In the third year of Ganlu, the Noble Village Duke of Wei personally led the multitude of officials to perform the elderly-nourishment rite at the Grand Academy. Thereupon Wang Xiang served as the Elder and Zheng Xiaotong as the Fifth Night-Watcher. The annotations for this no longer survive, yet the Han rites remain complete.
89
晉武帝泰始六年十二月,帝臨辟雍,行鄉飲酒之禮。 詔曰:「禮儀之廢久矣,乃今復講肄舊典。 賜太常絹百匹,丞、博士及學生牛酒。」 咸寧三年,惠帝元康九年,復行其禮。
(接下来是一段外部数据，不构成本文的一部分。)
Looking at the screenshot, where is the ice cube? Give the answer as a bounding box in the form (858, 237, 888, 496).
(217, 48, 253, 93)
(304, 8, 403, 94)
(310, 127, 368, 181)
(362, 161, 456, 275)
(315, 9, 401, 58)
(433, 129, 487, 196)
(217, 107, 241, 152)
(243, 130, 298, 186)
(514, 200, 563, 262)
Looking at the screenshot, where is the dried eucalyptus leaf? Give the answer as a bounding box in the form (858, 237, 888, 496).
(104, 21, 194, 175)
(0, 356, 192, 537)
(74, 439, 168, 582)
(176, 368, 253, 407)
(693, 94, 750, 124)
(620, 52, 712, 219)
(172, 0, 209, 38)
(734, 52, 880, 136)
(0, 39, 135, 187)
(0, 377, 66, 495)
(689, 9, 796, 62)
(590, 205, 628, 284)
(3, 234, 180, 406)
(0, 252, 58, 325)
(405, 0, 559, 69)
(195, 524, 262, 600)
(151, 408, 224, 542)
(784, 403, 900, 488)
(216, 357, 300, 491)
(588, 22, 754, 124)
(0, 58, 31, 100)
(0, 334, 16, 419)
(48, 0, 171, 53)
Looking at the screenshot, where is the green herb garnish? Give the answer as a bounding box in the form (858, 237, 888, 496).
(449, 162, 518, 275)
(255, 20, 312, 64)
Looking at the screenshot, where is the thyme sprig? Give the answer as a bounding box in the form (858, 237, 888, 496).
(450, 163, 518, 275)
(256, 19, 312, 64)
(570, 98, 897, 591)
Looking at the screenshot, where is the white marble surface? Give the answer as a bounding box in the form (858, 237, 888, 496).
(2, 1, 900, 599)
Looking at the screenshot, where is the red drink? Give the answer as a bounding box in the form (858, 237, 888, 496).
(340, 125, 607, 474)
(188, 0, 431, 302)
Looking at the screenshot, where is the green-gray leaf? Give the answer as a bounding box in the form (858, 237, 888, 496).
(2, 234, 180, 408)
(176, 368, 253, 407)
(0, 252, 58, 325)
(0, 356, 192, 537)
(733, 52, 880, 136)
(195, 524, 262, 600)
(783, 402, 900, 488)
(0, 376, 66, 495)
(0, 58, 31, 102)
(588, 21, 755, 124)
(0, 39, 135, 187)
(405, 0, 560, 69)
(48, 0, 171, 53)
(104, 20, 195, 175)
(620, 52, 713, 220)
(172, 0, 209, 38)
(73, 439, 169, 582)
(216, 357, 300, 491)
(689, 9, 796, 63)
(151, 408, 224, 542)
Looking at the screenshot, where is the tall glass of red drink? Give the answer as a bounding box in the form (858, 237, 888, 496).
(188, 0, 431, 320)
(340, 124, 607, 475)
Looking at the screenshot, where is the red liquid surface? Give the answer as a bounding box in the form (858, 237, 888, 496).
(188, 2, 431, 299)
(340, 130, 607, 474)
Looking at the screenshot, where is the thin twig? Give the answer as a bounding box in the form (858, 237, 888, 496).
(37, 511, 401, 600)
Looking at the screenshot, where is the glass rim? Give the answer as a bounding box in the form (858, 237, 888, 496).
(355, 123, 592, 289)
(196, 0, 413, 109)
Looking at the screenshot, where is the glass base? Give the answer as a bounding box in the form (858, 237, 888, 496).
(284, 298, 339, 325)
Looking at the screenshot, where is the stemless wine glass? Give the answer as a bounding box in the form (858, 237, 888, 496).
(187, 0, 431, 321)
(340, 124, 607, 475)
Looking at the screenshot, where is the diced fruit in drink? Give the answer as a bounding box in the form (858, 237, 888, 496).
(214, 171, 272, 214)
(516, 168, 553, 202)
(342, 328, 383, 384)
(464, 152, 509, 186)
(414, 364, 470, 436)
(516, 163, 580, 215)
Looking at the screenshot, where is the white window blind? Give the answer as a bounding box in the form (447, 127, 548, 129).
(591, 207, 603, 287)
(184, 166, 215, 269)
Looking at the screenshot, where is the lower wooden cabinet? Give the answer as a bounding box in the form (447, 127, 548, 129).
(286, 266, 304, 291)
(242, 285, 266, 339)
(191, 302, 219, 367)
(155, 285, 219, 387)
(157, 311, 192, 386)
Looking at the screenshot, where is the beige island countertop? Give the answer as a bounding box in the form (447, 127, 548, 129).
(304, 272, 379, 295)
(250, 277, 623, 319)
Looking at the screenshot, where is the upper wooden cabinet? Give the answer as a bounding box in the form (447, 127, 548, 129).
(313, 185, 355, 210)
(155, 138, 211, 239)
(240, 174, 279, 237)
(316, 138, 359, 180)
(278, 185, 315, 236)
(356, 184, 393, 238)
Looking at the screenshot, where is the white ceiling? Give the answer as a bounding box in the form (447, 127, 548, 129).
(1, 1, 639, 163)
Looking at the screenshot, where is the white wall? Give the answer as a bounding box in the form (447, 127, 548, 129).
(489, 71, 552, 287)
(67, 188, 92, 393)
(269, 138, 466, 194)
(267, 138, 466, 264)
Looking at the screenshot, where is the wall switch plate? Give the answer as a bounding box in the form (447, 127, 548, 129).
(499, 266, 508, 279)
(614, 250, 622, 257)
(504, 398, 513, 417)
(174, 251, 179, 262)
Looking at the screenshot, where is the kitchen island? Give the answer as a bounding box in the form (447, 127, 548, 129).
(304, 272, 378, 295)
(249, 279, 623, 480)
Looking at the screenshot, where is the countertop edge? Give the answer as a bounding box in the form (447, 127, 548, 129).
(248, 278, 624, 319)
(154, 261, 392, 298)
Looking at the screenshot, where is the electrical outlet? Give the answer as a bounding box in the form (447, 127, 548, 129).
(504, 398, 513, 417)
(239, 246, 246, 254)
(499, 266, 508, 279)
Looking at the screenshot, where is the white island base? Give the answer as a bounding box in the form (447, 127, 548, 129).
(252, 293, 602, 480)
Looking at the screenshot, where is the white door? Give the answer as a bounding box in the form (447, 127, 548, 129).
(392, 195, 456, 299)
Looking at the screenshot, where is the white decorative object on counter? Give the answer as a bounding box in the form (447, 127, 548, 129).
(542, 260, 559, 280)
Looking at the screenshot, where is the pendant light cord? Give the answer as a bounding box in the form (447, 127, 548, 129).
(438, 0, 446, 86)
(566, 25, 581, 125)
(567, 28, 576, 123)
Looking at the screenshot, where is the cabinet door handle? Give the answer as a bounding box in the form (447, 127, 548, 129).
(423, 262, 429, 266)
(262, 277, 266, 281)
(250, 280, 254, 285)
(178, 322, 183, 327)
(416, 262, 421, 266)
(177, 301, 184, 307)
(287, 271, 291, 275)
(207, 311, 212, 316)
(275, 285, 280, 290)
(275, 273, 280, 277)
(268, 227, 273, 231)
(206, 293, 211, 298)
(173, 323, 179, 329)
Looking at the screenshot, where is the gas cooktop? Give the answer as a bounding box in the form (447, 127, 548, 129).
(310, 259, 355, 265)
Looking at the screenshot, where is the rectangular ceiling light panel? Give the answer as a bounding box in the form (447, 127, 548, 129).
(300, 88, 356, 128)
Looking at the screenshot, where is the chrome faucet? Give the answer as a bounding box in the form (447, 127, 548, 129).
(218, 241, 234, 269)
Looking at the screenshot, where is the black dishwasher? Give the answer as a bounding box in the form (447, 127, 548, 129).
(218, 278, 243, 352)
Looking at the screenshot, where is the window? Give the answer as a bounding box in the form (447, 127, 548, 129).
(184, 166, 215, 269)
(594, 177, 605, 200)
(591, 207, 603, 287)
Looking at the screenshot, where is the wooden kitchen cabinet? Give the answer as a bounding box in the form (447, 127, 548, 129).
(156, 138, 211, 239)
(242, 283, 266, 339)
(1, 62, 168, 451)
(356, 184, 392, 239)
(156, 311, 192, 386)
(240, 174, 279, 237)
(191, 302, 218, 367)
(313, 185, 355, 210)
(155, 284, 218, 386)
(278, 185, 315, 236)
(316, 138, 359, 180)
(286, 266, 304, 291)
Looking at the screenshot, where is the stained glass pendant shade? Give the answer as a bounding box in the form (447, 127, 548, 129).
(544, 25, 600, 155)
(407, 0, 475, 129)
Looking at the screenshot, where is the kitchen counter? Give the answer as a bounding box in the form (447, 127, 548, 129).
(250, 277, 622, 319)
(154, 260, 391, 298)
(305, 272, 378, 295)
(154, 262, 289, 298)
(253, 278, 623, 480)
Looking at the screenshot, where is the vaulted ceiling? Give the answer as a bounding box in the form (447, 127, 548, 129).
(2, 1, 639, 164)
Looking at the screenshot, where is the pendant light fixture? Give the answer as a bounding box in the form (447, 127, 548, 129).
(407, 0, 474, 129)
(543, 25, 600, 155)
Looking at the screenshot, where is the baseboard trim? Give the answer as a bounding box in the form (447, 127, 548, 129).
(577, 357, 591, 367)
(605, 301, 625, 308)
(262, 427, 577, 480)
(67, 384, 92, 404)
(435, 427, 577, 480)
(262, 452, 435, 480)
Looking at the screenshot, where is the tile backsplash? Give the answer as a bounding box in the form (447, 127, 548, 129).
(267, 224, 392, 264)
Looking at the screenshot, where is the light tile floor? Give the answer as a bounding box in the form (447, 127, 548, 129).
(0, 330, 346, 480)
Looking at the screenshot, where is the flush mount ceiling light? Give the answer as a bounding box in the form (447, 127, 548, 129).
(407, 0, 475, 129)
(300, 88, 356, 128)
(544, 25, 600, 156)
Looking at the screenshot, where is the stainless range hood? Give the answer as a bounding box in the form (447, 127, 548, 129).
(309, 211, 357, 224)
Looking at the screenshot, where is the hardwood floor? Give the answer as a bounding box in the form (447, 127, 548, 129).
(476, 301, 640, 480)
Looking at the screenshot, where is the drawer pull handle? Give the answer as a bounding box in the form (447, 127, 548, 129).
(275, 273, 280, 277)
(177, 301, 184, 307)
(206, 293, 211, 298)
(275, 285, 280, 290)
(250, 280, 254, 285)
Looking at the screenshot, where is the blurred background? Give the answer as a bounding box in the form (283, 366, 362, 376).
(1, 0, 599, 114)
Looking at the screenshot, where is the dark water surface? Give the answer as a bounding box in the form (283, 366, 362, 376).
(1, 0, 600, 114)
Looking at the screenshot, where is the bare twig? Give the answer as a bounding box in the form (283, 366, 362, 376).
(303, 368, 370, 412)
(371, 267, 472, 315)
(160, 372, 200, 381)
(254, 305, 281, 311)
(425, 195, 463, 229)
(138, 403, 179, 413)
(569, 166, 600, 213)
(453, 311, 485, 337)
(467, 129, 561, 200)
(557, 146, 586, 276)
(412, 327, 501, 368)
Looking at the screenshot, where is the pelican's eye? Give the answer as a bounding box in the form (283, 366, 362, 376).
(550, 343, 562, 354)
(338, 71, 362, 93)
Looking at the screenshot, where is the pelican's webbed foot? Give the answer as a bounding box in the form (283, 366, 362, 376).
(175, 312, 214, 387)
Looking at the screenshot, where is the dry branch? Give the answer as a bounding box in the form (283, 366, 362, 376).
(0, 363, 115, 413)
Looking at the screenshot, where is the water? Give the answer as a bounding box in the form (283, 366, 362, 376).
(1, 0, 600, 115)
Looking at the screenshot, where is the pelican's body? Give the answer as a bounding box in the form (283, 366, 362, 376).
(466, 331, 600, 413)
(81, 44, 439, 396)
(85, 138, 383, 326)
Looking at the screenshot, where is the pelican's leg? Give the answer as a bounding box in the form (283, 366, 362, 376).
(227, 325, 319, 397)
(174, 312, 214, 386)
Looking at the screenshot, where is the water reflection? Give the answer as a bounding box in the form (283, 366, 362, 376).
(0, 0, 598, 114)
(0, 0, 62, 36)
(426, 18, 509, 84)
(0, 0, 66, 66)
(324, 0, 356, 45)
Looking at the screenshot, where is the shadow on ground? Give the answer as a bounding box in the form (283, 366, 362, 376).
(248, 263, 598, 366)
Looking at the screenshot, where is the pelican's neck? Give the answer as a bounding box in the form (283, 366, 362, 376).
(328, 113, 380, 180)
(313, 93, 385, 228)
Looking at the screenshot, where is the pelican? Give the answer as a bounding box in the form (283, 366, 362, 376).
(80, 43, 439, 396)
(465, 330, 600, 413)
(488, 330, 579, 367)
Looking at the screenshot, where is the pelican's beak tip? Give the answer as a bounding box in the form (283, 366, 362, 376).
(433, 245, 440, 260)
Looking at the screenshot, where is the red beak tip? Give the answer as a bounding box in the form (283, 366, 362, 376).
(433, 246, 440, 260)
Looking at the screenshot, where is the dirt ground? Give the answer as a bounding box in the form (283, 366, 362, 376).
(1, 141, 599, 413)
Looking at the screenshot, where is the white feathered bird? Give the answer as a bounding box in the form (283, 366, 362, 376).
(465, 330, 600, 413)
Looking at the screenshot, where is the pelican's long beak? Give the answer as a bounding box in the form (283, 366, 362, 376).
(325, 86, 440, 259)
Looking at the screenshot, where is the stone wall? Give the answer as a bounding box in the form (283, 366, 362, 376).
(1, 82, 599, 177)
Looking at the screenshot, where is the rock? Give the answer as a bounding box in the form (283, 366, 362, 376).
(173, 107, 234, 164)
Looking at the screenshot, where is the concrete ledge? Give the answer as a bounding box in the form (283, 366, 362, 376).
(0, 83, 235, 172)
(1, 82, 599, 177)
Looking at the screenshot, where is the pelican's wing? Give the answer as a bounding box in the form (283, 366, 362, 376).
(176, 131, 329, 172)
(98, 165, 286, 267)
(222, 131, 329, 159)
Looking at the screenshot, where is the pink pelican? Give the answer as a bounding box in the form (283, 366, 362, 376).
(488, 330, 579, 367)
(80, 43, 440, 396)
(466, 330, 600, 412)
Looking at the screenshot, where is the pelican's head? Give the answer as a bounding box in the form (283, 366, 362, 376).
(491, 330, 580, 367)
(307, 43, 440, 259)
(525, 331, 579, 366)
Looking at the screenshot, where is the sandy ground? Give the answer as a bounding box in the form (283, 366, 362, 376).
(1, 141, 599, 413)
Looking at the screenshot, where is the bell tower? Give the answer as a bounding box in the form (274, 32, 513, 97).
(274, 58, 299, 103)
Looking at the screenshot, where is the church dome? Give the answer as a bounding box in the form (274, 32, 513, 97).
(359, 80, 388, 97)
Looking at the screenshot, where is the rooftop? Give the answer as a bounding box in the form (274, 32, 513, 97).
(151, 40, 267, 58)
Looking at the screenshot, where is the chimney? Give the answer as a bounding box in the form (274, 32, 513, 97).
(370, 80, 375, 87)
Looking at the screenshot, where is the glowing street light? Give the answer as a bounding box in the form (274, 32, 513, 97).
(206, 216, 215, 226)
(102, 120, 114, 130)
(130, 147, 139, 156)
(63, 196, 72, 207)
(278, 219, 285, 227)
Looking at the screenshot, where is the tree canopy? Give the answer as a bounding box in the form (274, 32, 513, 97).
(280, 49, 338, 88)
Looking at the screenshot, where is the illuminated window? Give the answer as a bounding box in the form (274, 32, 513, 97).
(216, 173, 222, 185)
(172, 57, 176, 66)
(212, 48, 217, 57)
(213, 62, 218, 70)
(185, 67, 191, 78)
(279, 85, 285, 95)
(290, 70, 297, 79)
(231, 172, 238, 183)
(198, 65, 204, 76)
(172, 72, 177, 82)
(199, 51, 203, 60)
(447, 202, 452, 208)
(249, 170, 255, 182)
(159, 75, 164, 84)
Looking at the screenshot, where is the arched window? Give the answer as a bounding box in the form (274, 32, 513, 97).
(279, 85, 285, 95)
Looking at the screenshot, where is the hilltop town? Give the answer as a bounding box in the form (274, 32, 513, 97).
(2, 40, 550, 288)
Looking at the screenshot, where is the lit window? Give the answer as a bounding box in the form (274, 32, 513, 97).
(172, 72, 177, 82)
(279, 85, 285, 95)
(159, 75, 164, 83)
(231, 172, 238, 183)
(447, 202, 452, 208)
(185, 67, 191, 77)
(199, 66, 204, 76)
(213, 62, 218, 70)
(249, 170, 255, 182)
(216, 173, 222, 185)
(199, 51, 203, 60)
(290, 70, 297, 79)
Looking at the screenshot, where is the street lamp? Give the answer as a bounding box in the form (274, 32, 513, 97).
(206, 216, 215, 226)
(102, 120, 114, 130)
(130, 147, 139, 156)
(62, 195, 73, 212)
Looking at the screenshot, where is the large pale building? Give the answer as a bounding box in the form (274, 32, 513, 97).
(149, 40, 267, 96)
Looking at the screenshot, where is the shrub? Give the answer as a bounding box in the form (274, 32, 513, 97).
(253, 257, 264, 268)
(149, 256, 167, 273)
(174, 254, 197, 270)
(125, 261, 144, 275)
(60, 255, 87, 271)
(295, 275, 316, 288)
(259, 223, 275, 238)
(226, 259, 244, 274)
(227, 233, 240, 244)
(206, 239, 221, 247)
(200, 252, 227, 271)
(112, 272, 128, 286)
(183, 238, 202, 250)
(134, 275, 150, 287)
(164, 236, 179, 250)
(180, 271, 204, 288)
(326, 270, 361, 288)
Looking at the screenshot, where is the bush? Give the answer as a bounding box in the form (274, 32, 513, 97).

In the twelfth month of the sixth year of Taishi, Emperor Wu of Jin attended at the Bright Hall and performed the district drinking rite. An edict read: "Ritual and ceremony have long been abandoned—now at last we again lecture and drill in the old canon. Grant the Grand Minister of Ceremonies a hundred bolts of silk, and wine and oxen for the assistants, academicians, and students." In the third year of Xianning and the ninth year of Yuanhang of Emperor Hui, the rite was performed again.
90
魏齊王正始中,齊王每講經遍,輒使太常釋奠先聖先師於辟雍,弗躬親。 晉惠帝、明帝之為太子,及愍懷太子講經竟,並親釋奠於太學,太子進爵於先師,中庶子進爵於顏淵。 元帝詔曰:「吾識太子此事,祠訖便請王公以下者,昔在洛時,嘗豫清坐也。」 成、穆、孝武三帝,亦皆親釋奠。 孝武時,以太學在水南懸遠,有司議依升平元年,於中堂權立行太學。 于時無復國子生,有司奏:「應須二學生百二十人。 太學生取見人六十,國子生權銓大臣子孫六十人,事訖罷。」 奏可。 釋奠禮畢,會百官六品以上。 元嘉二十二年,太子釋奠,采晉故事,官有其注。 祭畢,太祖親臨學宴會,太子以下悉豫。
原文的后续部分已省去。